Se destra e sinistra sembrano compatti, il Pd e la maggioranza si sfaldano all'interno. I consiglieri delusi di centrosinistra si confidano: "Erano state presentate due versioni del piano. Una, più restrittiva, della maggioranza, un'altra del Pdl con primo firmatario Nicola Abbundo, imprenditore, guarda caso del settore immobiliare. Stranamente gli emendamenti presentati da Luigi Cola, consigliere del Pd e già sindaco di Cogoleto attivissimo nel concedere permessi edilizi, hanno recepito le principali richieste del centrodestra. Sono tutti d'accordo". Se la politica sembra aver già deciso, il popolo dei blog si mobilita. Il sito della Casa della Legalità ha lanciato un appello: "Sommergiamo di mail la Regione. Per fare un favore ai costruttori, qui si distrugge l'ambiente" Il destino del paesaggio ligure sembra già segnato: i candidati alle prossime elezioni regionali del 2010 saranno Claudio Burlando e Sandro Biasotti (gli stessi del 2005, alla faccia del rinnovamento). Chiunque sia eletto, vincerà il mattone.
Il Governo dimentica il piano casa le Regioni si scatenano
Il piano casa del governo che doveva risollevare i costruttori dalla crisi e cementificare i sogni degli italiani, a sette mesi dall'intesa quadro Stato-Regioni, si sta rivelando un attentato all'ambiente. I lavori sono partiti in 13 regioni e con regole diverse. La provincia autonoma di Bolzano consente aumenti di oltre il 60% per case di almeno 300 metri cubi. La Toscana è stata la prima ad approvare la legge, ma le richieste presentate sono state meno di 70: sono disponibili ampliamenti di 70 metri cubi per edifici uni-bifamiliari o fino a 350mc, ma i possibili vantaggi interessano a pochi. In Veneto offrono più 40% in caso di demolizione o ricostruzione e addirittura il 50 per la delocalizzazione. Il Lazio ha esagerato (più 60% per la riconversione turistica) e il governo l'ha bloccato, stessa sorte per la Basilicata. Invece con la Puglia - che aveva istituito l'obbligo di parcheggi "proporzionati" - il governo ha addirittura aperto il conflitto alla Consulta. La Serdegna di Ugo Cappellacci, invece, non risparmierà nemmeno le coste.

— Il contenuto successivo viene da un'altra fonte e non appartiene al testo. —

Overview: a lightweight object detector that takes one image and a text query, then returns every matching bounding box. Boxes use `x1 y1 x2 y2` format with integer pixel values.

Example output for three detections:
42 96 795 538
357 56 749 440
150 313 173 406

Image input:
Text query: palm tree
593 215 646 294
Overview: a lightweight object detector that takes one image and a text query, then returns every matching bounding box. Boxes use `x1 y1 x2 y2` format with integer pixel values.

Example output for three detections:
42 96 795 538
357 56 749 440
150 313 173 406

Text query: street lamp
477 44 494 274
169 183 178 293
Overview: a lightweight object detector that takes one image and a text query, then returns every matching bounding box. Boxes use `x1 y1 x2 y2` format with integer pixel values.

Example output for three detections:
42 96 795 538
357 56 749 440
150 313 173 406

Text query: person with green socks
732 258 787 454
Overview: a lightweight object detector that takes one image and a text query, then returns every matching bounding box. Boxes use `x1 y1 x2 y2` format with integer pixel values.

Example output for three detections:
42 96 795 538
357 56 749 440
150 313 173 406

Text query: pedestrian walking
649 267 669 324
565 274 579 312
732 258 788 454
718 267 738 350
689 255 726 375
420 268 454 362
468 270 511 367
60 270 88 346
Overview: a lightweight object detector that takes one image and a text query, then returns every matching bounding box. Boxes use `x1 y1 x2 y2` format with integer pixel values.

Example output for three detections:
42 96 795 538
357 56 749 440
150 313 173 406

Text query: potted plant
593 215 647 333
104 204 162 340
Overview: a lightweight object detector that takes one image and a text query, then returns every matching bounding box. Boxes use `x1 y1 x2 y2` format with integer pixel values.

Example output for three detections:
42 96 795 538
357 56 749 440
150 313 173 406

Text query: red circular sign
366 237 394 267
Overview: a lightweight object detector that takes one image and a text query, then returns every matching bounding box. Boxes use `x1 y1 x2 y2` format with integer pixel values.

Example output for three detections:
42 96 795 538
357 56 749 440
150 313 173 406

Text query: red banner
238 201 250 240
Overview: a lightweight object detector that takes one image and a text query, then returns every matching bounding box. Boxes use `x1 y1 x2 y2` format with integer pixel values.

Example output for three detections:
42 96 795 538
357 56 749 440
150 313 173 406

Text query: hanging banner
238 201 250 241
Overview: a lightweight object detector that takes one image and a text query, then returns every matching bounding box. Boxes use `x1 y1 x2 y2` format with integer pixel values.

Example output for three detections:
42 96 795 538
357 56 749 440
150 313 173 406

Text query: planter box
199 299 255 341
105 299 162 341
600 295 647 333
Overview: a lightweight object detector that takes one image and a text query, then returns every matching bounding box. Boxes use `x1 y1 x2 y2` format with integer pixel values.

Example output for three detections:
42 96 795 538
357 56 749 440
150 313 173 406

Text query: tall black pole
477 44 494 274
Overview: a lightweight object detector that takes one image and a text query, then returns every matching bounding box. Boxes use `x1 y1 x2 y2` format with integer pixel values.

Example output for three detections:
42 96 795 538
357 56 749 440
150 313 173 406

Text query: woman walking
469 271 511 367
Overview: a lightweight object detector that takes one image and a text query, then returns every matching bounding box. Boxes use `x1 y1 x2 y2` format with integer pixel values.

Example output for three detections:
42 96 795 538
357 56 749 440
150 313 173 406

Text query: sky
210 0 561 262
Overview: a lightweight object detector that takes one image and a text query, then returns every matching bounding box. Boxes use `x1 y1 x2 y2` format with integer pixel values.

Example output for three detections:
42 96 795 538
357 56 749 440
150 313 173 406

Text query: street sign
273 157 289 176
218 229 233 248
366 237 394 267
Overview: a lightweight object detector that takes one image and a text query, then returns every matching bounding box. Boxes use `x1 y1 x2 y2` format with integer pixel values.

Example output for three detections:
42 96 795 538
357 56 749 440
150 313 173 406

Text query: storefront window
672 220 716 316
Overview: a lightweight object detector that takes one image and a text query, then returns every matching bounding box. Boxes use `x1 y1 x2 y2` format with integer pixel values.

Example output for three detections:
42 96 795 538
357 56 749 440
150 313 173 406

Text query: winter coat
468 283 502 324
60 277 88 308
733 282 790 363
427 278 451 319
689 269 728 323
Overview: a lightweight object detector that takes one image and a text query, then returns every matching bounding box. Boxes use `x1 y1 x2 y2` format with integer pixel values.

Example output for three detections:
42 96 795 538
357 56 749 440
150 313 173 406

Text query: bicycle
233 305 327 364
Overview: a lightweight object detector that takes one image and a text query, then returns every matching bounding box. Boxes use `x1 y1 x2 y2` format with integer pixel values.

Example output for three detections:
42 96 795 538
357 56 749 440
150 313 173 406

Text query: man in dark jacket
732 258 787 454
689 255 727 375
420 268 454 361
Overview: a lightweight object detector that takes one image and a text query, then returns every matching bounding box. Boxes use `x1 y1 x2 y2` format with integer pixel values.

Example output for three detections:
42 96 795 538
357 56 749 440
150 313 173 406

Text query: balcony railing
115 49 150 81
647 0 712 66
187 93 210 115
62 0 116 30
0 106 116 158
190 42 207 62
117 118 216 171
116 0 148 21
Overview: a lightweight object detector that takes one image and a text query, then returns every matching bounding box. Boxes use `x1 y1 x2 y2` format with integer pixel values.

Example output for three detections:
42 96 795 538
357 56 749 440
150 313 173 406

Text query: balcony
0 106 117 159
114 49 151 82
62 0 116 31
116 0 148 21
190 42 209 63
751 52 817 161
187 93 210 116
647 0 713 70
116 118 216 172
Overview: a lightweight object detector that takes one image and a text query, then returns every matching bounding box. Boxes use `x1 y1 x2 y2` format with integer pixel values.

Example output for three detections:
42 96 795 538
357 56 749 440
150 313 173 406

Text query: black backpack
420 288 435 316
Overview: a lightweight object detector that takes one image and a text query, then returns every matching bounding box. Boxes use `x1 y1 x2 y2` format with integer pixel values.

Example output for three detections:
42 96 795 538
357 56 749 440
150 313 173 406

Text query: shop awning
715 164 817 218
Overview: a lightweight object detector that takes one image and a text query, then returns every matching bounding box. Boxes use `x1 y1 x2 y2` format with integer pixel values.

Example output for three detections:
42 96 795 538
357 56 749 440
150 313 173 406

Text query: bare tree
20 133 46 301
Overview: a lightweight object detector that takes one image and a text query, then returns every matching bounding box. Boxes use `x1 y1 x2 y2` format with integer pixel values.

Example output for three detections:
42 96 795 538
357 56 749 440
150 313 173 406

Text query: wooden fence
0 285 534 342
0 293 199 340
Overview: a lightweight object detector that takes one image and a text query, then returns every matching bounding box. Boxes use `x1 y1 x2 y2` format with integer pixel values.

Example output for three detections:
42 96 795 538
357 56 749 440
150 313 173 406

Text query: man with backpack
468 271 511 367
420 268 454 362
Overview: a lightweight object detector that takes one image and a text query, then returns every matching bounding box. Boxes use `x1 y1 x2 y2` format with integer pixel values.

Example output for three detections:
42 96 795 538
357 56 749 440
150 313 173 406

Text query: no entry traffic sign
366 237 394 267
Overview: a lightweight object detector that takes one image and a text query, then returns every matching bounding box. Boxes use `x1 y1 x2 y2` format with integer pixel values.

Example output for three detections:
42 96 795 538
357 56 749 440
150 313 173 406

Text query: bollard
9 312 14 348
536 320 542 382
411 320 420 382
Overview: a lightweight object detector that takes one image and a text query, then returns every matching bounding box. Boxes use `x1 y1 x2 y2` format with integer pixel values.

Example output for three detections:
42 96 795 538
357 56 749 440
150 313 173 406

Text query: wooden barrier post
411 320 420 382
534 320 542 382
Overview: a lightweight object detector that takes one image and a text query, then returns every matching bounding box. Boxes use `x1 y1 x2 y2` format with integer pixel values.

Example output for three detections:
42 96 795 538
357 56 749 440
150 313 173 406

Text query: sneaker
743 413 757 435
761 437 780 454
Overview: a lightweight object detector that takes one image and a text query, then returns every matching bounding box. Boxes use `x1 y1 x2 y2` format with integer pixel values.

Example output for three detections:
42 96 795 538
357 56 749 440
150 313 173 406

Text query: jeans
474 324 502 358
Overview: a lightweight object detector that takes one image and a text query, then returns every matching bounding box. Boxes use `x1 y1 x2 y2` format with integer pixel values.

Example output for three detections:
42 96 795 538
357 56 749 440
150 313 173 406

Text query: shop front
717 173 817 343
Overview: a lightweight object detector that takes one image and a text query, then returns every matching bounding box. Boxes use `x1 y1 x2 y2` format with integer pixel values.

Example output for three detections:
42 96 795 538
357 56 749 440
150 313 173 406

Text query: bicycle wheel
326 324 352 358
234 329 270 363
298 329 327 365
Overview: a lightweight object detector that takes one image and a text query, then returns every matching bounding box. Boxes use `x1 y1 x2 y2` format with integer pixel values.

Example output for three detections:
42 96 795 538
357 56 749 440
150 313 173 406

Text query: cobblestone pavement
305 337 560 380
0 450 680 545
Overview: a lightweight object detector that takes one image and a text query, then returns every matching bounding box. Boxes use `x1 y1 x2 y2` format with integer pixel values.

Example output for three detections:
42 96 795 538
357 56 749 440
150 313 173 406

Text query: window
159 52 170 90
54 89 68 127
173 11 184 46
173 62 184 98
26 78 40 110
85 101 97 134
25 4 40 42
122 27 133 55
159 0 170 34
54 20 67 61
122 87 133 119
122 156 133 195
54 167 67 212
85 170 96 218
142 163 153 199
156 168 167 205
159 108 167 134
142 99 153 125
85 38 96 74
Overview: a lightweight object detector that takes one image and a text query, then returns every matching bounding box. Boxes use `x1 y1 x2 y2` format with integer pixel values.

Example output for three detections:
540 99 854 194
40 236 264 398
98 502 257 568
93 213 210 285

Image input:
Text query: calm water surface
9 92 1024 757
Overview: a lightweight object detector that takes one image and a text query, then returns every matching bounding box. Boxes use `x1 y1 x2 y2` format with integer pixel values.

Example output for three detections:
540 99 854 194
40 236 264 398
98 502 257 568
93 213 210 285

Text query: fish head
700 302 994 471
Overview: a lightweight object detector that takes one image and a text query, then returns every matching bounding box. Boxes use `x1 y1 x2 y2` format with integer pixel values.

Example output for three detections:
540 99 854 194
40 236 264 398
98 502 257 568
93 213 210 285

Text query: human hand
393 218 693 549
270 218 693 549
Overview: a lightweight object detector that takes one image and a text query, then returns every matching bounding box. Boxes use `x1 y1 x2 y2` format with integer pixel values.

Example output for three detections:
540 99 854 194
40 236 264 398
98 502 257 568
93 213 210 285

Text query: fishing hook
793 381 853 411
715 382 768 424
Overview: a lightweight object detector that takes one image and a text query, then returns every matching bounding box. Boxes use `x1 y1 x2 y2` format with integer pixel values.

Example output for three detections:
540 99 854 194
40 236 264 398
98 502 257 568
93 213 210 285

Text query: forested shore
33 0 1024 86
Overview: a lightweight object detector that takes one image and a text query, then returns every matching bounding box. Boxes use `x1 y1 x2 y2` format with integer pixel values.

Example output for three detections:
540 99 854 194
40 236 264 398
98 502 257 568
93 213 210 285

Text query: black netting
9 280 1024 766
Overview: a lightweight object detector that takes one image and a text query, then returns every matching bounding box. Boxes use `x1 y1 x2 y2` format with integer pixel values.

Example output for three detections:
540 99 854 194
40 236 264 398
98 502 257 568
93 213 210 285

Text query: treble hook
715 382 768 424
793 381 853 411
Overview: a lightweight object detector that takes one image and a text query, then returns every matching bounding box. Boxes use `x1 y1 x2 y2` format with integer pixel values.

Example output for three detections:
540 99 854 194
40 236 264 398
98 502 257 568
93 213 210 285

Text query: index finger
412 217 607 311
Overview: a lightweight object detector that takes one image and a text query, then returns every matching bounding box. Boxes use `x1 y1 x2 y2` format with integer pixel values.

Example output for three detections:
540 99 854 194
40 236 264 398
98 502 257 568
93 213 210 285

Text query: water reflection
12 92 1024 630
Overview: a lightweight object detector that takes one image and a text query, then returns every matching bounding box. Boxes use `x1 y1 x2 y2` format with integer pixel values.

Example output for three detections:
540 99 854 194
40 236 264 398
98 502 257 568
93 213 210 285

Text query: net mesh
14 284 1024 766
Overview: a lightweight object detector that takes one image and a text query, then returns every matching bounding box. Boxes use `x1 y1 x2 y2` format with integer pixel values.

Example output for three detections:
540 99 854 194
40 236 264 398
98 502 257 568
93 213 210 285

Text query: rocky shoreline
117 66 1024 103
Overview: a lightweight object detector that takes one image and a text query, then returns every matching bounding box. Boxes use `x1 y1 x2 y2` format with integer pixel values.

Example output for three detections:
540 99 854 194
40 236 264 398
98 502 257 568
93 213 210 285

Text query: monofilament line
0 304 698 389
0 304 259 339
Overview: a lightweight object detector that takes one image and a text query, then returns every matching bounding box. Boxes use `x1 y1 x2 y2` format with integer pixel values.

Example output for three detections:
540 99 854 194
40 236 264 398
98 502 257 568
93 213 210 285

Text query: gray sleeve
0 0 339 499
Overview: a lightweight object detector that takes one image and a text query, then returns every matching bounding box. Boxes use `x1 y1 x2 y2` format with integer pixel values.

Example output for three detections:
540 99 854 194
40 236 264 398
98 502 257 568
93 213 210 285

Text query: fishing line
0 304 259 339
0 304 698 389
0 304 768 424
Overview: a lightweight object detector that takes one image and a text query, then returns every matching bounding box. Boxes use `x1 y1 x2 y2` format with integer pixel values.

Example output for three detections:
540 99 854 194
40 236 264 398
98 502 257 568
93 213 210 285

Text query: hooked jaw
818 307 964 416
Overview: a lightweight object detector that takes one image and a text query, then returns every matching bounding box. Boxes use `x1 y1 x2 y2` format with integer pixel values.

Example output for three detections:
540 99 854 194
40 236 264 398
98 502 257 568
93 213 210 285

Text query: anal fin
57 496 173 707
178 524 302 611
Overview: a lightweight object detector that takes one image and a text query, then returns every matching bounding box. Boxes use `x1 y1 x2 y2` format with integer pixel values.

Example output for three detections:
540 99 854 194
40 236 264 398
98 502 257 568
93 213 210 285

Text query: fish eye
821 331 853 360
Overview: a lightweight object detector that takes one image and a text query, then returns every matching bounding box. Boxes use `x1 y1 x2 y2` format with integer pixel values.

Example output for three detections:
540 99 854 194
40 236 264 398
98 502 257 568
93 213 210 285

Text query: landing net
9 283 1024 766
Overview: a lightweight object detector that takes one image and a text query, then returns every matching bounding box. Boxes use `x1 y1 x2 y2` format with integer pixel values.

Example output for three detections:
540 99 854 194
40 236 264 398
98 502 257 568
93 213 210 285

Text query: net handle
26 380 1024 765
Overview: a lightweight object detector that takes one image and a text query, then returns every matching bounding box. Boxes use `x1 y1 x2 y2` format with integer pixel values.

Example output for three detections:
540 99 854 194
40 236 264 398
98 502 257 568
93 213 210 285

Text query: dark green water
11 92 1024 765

PD: DELLA SETA, 'LOBBY CEMENTO' PARTITO NEL PARTITO
PIANO LIGURIA IL PIU' CEMENTIZIO D'ITALIA
(ANSA) - ROMA, 20 OTT - "La vicenda del piano casa della Liguria, il più 'cementizio' d'Italia, è solo l'ultima conferma che nel Pd c'è una 'lobby del cemento' che opera come partito nel partito, dettando spesso scelte e comportamenti contrari ad un'idea avanzata, sostenibile, riformista di sviluppo del territorio". E' quanto afferma Roberto Della Seta, senatore Pd e capogruppo in Commissione Ambiente.
"Talvolta per convinzione, molto più spesso per legami d'interessi, troppi eletti - aggiunge Della Seta - e amministratori del Pd, non solo in Liguria, sostengono un'urbanistica tutta basata su sempre più cemento e sempre meno regole. Questa visione non solo ha prodotto danni significativi all'ambiente e al territorio, ma penalizza il futuro anche economico di un Paese come il nostro che vede nel paesaggio una delle sue risorse più preziose, e ostacola lo sforzo del Pd - conclude - per affermare le ragioni di una politica trasparente, che coltiva l'interesse generale e non quello di pochi". (ANSA).